Australia's PM Julia Gillard has said the result of the general election is "too close to call".
She told supporters in Melbourne it could be days before the result was known and that independents could play a part in the next administration.
The BBC's Phil Mercer, in Sydney, says there is a strong possibility of the first hung parliament since 1940.
Projections by ABC indicate neither of the two main rivals will win the 76 seats needed for outright victory.
Ms Gillard is battling Tony Abbott of the conservative opposition coalition to become PM.
The election comes two months after Ms Gillard ousted Kevin Rudd in a controversial leadership challenge.
Voting is compulsory in Australia, with 14 million registered voters.
Marginal seatsUnofficial counts by ABC have given Ms Gillard's Labor party and Tony Abbott's coalition about 70 seats each.

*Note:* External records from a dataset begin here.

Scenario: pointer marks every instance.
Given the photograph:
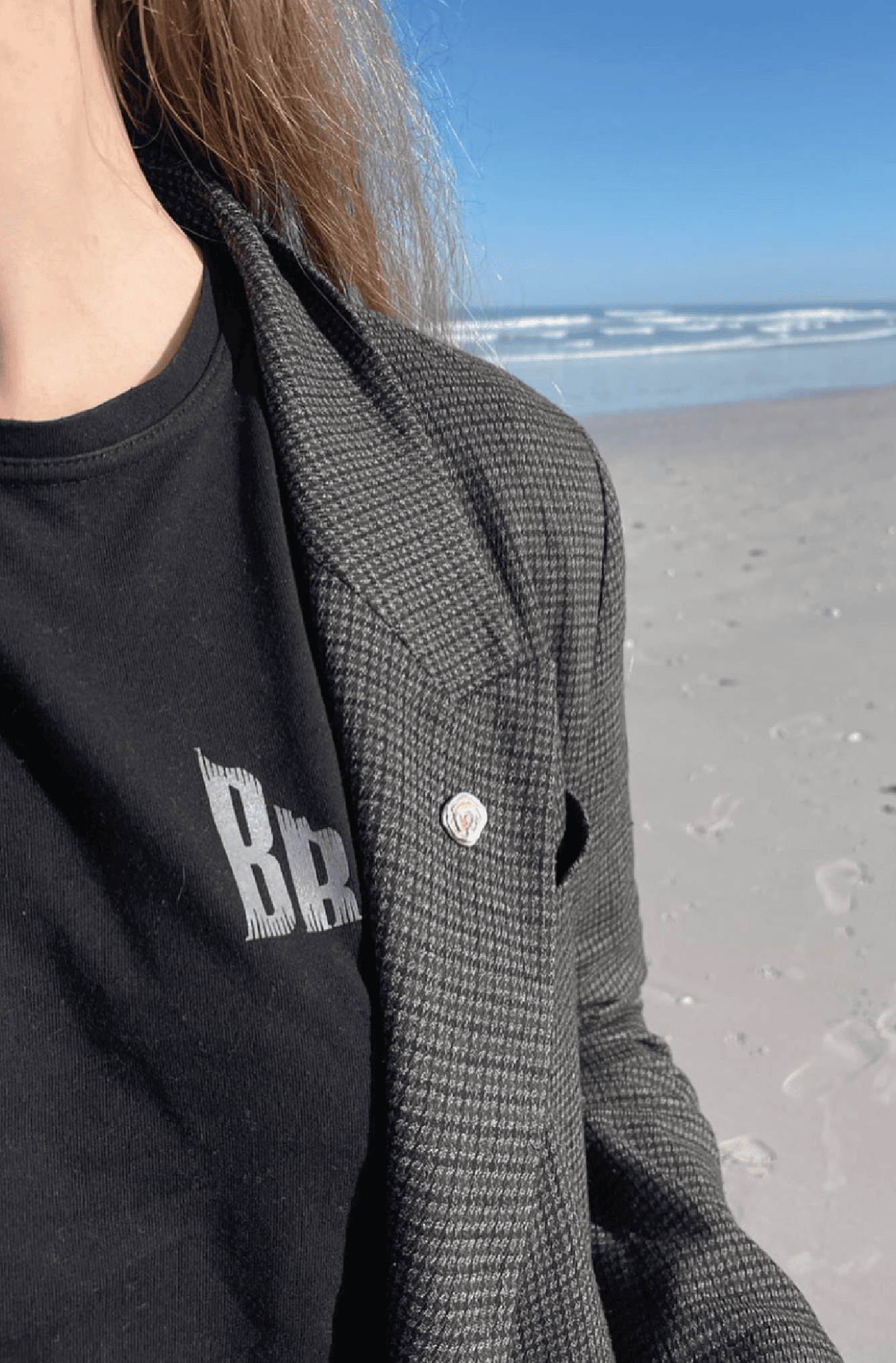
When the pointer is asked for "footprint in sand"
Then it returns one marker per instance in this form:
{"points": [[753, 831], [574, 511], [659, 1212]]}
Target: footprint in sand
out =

Deputy Prime Minister Wayne Swan said the result was "very close" and that it might take days before it became clear who could form a government.
Foreign Minister Stephen Smith told ABC the election would be decided by "30 or more marginal seats throughout the country".
Initial counting had given Labor a marginal lead over Mr Abbott's coalition - but other results have suggested heavy swings against Labor, in particular in the key states of Queensland and New South Wales.
Politicians and analysts say the prospect of a hung parliament is becoming more and more likely.
Earlier, Mr Abbott, the Liberal party leader, declared that it was "a day when we can vote out a bad government".
"It's a day when we can vote in favour of a competent stable government which respects the tax payer's dollar," he said while casting his vote in Sydney.
Ms Gillard voted near her home in suburban Melbourne. "This is a tough, tight, close contest," she said.
Mr Abbott worked through the final night of the campaign.
Correspondents say he has tried to exploit the Labor party's divisions after the departure of Mr Rudd, trying to portray his coalition as a stable answer to a government beset by in-fighting.
In his campaign he has pledged to tighten immigration and has hit out at government spending. He has also toned down his well-known climate change scepticism.
Ms Gillard, a former lawyer who called a snap election shortly after coming to office, is hoping to be rewarded for the government's handling of the economy, which weathered the global recession remarkably well.
That Labor is locked into such a tight election race represents a turnaround in its fortunes since the start of the year.
Missteps by Kevin Rudd on climate change and a controversial mining tax caused his support - previously high - to fall sharply.
Ms Gillard won a leadership race in June but, despite her success, her support has fallen in the two months she has been in office.